The title derives from Michael Muhammad Knight’s 2003 novel The Taqwacores - itself adapted into a narrative feature at this year’s Sundance Film Festival - which relays a fictional Islamic punk rock band in Buffalo, New York. The novel struck a chord with American Muslim youths, inspiring punk rock bands in Texas, Chicago, Boston, and in between. One such artist from Texas wrote to Knight, expressing his admiration for his book, in an action that would catalyze The Tawqacores’ transference into fact. In 2007, Knight, director Omar Majeed, and a bus full of like-minded musicians initiated a road trip from the Northeast to the South, stopping for shows in different cities and at occasional mosques to rest.

Many of the shows the group plays are ill-attended, and some are even canceled outright.
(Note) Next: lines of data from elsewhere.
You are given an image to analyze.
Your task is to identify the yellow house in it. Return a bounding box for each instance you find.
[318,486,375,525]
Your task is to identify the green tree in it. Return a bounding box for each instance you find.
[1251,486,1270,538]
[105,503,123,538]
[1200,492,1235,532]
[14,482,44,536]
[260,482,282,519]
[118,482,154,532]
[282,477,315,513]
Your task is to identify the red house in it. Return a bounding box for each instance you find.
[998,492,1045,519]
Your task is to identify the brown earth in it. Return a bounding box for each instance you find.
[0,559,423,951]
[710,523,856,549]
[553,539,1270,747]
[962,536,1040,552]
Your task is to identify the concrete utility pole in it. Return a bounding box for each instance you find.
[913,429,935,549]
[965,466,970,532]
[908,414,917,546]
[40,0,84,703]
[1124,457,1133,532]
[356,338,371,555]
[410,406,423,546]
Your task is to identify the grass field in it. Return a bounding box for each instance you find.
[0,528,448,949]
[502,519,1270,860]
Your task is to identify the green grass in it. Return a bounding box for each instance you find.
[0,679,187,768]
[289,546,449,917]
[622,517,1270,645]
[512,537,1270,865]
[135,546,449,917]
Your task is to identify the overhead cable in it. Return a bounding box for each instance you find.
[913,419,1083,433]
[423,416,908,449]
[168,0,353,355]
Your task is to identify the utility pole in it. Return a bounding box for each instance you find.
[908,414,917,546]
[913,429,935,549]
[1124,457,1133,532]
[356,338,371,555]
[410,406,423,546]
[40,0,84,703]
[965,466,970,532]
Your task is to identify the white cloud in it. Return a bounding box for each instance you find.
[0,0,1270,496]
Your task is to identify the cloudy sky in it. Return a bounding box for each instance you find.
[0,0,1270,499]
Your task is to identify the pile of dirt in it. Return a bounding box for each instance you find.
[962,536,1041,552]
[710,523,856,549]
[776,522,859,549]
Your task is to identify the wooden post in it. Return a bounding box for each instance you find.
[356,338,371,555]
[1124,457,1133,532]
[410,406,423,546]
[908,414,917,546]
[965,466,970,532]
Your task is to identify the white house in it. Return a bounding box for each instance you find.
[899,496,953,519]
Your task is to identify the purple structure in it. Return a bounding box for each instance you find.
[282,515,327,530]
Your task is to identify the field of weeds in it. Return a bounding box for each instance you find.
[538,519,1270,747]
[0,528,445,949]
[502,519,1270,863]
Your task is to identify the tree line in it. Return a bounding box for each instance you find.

In one particularly riotous incident they play an Islamic talent show in Detroit, following a series of more conventional Islamic acts. They debut with Secret Trial Five, a Canadian punk rock band led by an openly gay female. This shocks the audience - women are not to sing or dance in Islamic culture - even though many of the attendant youths are immediately engaged by the fierce refusal to subscribe to the culture in which they’ve been raised. The show is cancelled, but the bands are clearly vitalized.

Taqwacore culminates in Knight’s return to Pakistan, where he studied Islam for three months in Islamabad, with The Kominas, a punk rock band from Boston. The fierceness and tempered hostility of the first portion of the film gives way to a more ruminative tone. Whereas Knight revisits locations that were fundamental in his conversion to Islam, some of his travel mates become anxious. They are in a place in which the tenets of taqwacore are their most potent and resisted.

This visit will produce one of the more rousing performances in the film, in which The Kominas play on a rooftop in Lahore. This performance is as loud and raw as the others in the film, but unlike them it absent of any novelty. In the states, the taqwacore bands exploit their religion in order to drum up interest in their shows - they’ll dress in thawbs and fire confetti off the roof of their travel bus (provocation is, of course, fundamental to punk rock culture) - but in Pakistan they are deprived of context and curious audiences; they are more sincere, more careful. Shouting passionately on that rooftop in Lahore, to an audience of girls cloaked in hijabs and older men whose countenances relay skepticism—this, however modestly attended and alien to an American audience, is what it looks like when a subculture is born.